The UAA and ISA are working to support these best management practices; however, there are two new and important influences every utility must consider going forward. First is John Goodfellow's research into tree-caused interruptions. Through his research, Goodfellow, a vegetation management and reliability researcher, is helping to explain just how tree limbs cause outages when they come in contact with overhead power lines. In “Investigating Tree-Caused Faults” (T&D World's Vegetation Management Supplement, November 2005), Goodfellow states: “All tree contact with energized conductors can result in a fault. The branch provides a pathway for the flow of current. The contact begins as a high-impedance (resistance), very low current event. The vast majority of tree contacts remain this way. Only under the ‘right’ combination of conditions does the fault pathway become more conductive. In these cases, the fault pathway evolves from high to low resistance, resulting in high levels of fault current and ultimately an interruption.”
The right conditions occur when branches or trees fall across phases or lean against conductors, usually as a result of a weather event. Some of these trees and branches originate outside the typically prescribed clearance zone and are not covered by most current utility-contract specifications.
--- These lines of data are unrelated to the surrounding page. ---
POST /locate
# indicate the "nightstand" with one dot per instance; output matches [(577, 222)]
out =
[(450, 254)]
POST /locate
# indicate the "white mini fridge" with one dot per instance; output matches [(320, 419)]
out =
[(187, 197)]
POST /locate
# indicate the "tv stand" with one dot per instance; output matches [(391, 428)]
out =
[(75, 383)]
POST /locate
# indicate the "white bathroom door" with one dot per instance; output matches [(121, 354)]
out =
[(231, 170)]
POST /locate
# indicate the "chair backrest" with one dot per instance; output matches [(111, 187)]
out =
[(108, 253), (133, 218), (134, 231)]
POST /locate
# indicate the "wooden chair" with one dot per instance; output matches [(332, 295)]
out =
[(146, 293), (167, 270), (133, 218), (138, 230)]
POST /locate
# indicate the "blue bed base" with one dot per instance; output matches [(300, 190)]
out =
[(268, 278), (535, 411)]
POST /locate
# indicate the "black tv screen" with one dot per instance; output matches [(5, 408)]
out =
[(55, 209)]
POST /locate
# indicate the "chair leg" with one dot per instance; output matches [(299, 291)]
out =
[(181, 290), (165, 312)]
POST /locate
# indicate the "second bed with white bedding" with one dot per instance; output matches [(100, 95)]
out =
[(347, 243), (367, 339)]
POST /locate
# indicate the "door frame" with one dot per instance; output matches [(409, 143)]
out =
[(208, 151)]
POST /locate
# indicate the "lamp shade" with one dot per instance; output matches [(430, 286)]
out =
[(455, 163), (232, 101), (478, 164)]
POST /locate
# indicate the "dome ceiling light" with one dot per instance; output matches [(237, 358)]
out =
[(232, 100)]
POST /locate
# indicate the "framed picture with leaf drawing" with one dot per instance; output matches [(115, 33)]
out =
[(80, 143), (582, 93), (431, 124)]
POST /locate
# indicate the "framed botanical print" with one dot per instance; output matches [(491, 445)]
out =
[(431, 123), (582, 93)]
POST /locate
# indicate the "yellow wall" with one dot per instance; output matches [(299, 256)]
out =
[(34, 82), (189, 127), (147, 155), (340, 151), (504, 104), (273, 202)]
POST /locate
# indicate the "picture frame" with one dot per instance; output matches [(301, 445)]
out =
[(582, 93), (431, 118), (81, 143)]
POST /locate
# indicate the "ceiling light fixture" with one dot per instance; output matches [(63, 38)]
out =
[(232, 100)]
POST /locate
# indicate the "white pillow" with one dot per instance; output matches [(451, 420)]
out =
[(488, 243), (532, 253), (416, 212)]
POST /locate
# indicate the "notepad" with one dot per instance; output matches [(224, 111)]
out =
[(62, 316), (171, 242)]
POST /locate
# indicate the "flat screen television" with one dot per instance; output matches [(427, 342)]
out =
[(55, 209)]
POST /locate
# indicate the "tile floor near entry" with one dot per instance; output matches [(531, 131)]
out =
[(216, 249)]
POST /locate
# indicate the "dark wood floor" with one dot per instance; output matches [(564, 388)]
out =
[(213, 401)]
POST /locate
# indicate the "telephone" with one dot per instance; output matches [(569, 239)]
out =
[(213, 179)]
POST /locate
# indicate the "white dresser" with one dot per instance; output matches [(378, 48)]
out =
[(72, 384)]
Though not all such hazards are detectable, improvements in reliability may be achieved by changing specifications to include the removal of obviously hazardous trees and branches in the vicinity of utility corridors.
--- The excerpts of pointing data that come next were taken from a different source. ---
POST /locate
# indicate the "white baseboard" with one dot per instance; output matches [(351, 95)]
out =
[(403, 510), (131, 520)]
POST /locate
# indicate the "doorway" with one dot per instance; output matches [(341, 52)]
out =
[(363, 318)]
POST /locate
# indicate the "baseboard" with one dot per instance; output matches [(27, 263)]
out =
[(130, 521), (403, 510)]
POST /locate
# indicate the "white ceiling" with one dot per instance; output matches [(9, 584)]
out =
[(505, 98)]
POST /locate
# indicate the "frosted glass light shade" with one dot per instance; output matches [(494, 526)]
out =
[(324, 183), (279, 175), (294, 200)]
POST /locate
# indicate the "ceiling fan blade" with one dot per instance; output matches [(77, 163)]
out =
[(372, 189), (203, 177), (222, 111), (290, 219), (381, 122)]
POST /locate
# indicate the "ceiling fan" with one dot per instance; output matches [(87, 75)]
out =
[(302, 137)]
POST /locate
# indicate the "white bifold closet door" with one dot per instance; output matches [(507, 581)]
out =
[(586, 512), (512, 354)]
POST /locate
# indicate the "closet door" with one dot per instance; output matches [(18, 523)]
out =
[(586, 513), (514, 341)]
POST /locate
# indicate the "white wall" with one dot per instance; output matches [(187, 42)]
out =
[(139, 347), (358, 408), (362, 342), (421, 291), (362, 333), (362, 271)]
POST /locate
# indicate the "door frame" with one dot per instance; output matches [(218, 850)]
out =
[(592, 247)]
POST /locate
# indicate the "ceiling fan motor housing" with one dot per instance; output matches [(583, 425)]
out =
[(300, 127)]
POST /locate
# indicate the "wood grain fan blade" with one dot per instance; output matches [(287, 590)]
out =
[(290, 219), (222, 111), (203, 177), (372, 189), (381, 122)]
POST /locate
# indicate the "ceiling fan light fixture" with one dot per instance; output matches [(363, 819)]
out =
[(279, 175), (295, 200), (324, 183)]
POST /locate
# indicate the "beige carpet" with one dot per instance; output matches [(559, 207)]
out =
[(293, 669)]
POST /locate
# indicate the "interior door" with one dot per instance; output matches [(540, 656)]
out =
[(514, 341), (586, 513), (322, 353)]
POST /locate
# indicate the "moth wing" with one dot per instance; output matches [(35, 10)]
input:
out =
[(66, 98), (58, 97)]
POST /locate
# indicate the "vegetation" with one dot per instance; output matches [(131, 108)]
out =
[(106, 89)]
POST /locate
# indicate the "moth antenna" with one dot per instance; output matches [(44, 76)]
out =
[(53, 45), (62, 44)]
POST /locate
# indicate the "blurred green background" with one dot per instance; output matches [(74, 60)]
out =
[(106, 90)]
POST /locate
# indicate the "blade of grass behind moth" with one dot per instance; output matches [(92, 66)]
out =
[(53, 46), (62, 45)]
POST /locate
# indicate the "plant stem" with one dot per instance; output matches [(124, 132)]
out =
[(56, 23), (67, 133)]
The next major influence that must be considered is the minimum cycle mandated by public utility commissions across the country. Illinois and now New Jersey require all power lines be maintained on a four-year vegetation-maintenance cycle. New Jersey goes even further by mandating an annual inspection of all lines.
In “The Economic Impacts of Deferring Electric Utility Tree Maintenance” (UAA Quarterly, Vol. 5, No. 3), ECI's Mark Browning says being on cycle is “where pruning is scheduled just before the trees grow to the point where they have the potential for contacting the conductors. The optimum cycle minimizes the number of trees that have the potential to contact the conductors, which in turn helps to maintain the safety and reliability of the electric system.”
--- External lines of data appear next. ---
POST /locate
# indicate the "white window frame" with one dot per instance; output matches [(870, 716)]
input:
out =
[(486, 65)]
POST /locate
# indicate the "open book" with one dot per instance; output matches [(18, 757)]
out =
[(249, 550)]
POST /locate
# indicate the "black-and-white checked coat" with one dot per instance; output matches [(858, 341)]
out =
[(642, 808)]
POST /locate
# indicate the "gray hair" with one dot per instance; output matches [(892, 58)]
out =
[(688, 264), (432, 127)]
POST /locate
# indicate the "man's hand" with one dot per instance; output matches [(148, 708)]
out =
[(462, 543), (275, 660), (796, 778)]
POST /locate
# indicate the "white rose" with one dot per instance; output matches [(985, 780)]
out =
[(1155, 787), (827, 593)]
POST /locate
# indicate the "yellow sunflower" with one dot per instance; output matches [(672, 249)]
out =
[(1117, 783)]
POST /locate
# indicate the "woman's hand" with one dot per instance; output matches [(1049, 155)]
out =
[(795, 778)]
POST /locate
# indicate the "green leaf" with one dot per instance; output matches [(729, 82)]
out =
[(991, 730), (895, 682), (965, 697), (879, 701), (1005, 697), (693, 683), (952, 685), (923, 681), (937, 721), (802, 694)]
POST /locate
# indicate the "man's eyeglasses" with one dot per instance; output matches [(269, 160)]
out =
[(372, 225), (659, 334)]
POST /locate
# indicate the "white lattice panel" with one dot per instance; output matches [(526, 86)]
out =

Most utilities operate with a vegetation-maintenance cycle longer than four years and often have as much as 20% to 30% of their distribution system rights of way that have not been trimmed within the self-imposed trimming cycle. Sometimes utilities can be two or more years beyond their stated cycle goal (or out of cycle). Given this, state utility commission minimum-cycle requirements could have a huge impact on future vegetation-maintenance costs.
Utilities need to reach a reasonable balance between cycle and cost. Should every circuit be maintained at the same level of line clearance? Should areas with low population density, few businesses or critical infrastructures be managed at the same level as those with schools, hospitals, firehouses and police stations? Can specifications be modified to achieve longer cycles, often through mechanization or herbicide applications, in rural areas? The UAA is helping to educate regulators at all levels about the interdependence of all these factors and that there is usually no one “quick fix” for improving reliability and safety.
By answering these questions, utilities can incorporate current research to meet internal reliability goals and state-mandated cycle goals. Only by thinking outside the “specification box” can utilities adapt to government mandates and budget challenges as the industry continues to change.
With highest regards,
Utility Arborist Association
Jim Orr is president of the Utility Arborist Association and general manager of technical services for Asplundh Tree Expert Co.